I went on as if no one had interrupted. “She could honestly think she hit the guy with a trowel. Kept hitting him with it, until he bled to death. She could have blanked out on the part about strangling Nueves—”

“What do you mean, strangling him? Who told you that? He was a big man. I couldn’t have gotten my hands around his neck. I couldn’t have killed him with my hands.” Thea stood, clasping the edge of the table for support. Her words came faster. “Dr. Manley and I never spoke about those memories, not the killing memories. I never forgot killing Alonso, not for a single moment, not a single detail. I never will. I can hear the rattle in his throat. I can see the blood—”

“Prove it,” Mooney said scornfully.

“I can’t,” she murmured, staring at me like I could help her if only I had sufficient desire.

“If we had his body,” I said carefully, “there are tests that could be done, even now, to show how he’d died.”

“We don’t have a body,” Mooney said to me, explaining it slowly as though to a child. “And we’re not going to get one, understand? The Nueves guy did a flit, could be anyplace. She’s using him for credibility, so we’ll let her testify that she killed the shrink, get her kid off the big hook. But it’s too late. Her kid was at the scene—”

She looked him over from head to toe, slowly. Then, with ice in her voice, she said, “What exactly do you want?”

“What do you mean?” Mooney returned.

“I’m fairly perceptive,” she said, with an edge to her voice. “Since the two of you returned from your hallway conference, you’ve been behaving quite differently. You obviously have an agenda. You want something from me. Stop fooling around and level with me.”

Moon lifted one eyebrow, stared at me. We must have been rustier at the game than I’d thought. On the other hand, it’s seldom you bring in a perp half as sharp as Thea Janis.

After a pause, I led off. “We need you to request an exhumation, to sign an exhumation order.”

“And who, pray tell, would you like to dig up?”

“Dorothy Cameron,” I said, “also known as Thea Janis.”

“That might get my family in an uproar—and I don’t want them told about me, understand? How would it help me?”

I said, “It might help your son.”

As she thought it over, I could almost hear the gears spin. Without the concealing brown spectacles, her eyes were enormous. How could she bring herself to wear them day after day, like blinders on a racehorse?

“Where do I sign?” she said.

Quickly Mooney motioned me out of the room.

“Don’t try any more tricks,” Thea advised as he shut the door.

“I’ll have to get a judge’s approval,” Moon said urgently. “It’s not like we’re going digging tonight.”

“I know.”

“Where are we going to keep her?” he said. “If I arrest her, I’ve got press coming out of my ears, national TV. Can you take her?”

“No way. Someone’s already tried to crack my house, searching for her notebook.”

“Who?”

“Possibly her kid. Possibly Manley’s killer.”

“Which means you don’t think they’re one and the same.”

“Whatever, she’s not coming home with me. What about you? Your mom would love the company.”

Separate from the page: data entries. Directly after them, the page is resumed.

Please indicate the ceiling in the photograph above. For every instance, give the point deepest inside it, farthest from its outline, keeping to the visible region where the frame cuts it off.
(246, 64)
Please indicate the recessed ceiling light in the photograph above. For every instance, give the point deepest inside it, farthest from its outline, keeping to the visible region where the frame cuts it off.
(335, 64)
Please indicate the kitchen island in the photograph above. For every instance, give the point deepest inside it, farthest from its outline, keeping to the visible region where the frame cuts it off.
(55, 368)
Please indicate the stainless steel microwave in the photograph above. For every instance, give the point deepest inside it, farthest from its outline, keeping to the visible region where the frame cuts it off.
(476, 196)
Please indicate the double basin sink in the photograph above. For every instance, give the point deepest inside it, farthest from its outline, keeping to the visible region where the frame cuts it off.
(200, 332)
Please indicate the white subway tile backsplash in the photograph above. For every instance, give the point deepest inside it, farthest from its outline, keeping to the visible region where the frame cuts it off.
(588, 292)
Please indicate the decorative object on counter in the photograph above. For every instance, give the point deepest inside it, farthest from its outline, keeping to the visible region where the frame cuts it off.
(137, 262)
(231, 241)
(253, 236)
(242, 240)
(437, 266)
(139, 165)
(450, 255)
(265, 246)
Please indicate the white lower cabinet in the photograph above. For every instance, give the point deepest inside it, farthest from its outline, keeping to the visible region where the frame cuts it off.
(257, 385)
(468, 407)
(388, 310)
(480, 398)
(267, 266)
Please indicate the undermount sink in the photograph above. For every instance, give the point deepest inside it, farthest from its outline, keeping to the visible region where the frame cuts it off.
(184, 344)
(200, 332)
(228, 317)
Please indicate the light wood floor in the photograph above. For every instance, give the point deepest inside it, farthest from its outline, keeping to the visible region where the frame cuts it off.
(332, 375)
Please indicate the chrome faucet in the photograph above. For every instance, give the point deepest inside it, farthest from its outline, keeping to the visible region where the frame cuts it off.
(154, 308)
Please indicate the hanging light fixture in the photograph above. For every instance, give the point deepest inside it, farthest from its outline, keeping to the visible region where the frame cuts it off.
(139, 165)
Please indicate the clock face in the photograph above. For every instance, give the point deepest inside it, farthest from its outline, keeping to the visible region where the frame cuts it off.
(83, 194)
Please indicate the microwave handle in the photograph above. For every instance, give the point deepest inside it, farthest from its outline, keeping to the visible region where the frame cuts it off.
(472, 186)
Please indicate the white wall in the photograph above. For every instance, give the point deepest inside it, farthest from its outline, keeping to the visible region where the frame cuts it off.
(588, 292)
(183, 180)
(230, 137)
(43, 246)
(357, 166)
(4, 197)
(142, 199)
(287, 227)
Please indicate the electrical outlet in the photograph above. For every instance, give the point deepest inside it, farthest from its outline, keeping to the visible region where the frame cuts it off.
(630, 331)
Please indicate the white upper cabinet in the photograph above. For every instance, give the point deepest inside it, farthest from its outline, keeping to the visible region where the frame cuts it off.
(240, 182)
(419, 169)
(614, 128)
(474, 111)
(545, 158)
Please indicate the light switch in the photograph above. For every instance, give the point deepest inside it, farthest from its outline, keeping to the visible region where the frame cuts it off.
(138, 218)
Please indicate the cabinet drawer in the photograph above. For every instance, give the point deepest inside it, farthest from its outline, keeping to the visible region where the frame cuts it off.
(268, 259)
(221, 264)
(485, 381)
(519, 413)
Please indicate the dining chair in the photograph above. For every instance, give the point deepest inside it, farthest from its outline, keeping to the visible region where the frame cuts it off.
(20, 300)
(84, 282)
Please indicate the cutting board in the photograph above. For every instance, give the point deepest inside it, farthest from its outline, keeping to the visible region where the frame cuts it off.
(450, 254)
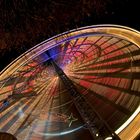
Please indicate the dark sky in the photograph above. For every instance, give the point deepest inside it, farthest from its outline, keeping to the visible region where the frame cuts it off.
(25, 23)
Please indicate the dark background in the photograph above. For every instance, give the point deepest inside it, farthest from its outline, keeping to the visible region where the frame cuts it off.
(25, 23)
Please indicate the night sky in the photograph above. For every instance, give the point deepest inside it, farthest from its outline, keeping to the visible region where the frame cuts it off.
(25, 23)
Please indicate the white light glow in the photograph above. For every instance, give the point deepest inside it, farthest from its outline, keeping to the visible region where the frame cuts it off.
(128, 121)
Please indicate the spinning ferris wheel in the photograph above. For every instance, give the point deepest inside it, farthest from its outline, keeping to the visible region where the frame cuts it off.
(83, 83)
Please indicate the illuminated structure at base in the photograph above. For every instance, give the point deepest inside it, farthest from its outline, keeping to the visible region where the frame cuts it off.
(82, 84)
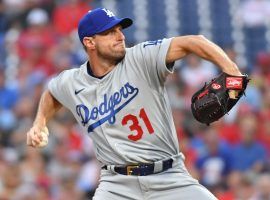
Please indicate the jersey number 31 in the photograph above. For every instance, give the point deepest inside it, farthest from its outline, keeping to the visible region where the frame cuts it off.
(135, 126)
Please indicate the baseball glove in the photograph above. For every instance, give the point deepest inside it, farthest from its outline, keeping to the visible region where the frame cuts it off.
(213, 101)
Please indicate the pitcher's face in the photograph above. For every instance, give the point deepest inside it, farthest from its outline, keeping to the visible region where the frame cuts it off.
(110, 44)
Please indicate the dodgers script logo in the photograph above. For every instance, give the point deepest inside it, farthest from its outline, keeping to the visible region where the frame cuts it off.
(109, 107)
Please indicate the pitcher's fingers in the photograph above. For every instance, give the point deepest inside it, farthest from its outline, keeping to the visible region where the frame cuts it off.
(36, 139)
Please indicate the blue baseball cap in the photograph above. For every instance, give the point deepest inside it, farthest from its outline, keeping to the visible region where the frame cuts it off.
(99, 20)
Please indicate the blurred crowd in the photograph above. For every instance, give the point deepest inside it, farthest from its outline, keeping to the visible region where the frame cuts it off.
(39, 39)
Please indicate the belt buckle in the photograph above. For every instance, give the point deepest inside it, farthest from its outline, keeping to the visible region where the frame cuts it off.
(130, 169)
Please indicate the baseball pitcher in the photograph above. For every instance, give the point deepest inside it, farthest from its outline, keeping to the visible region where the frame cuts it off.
(119, 99)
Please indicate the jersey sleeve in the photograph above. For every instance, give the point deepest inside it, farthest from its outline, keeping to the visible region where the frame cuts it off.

“I assume that’s a feeble attempt at humor. How about Gloria?”

“No,” I said. “Gloria’s not up for guests yet. We could stick her in a hotel.”

“Sure,” he said, “with what money? And what makes you think she wouldn’t waltz out the door?”

“Don’t you have any federal witness protection bucks? Couldn’t you put a guard on her?”

“No extra money, no extra men,” he said. “Come on, Carlotta, if they’ve already tried your house, it could be the safest place. Roz can bodyguard her.”

“I thought you were concerned about a mob attempt on my life,” I said. “Aren’t you worried she might get in the way?”

“Oh, that,” he said coolly. “Turned out to be bunk, like you thought. Just a punk trying to plead.”

So that’s how I got Dorothy Cameron as a houseguest. The digs would definitely not be what “Thea Janis” had been accustomed to, but “Susan Gordon” seemed to require less splendor.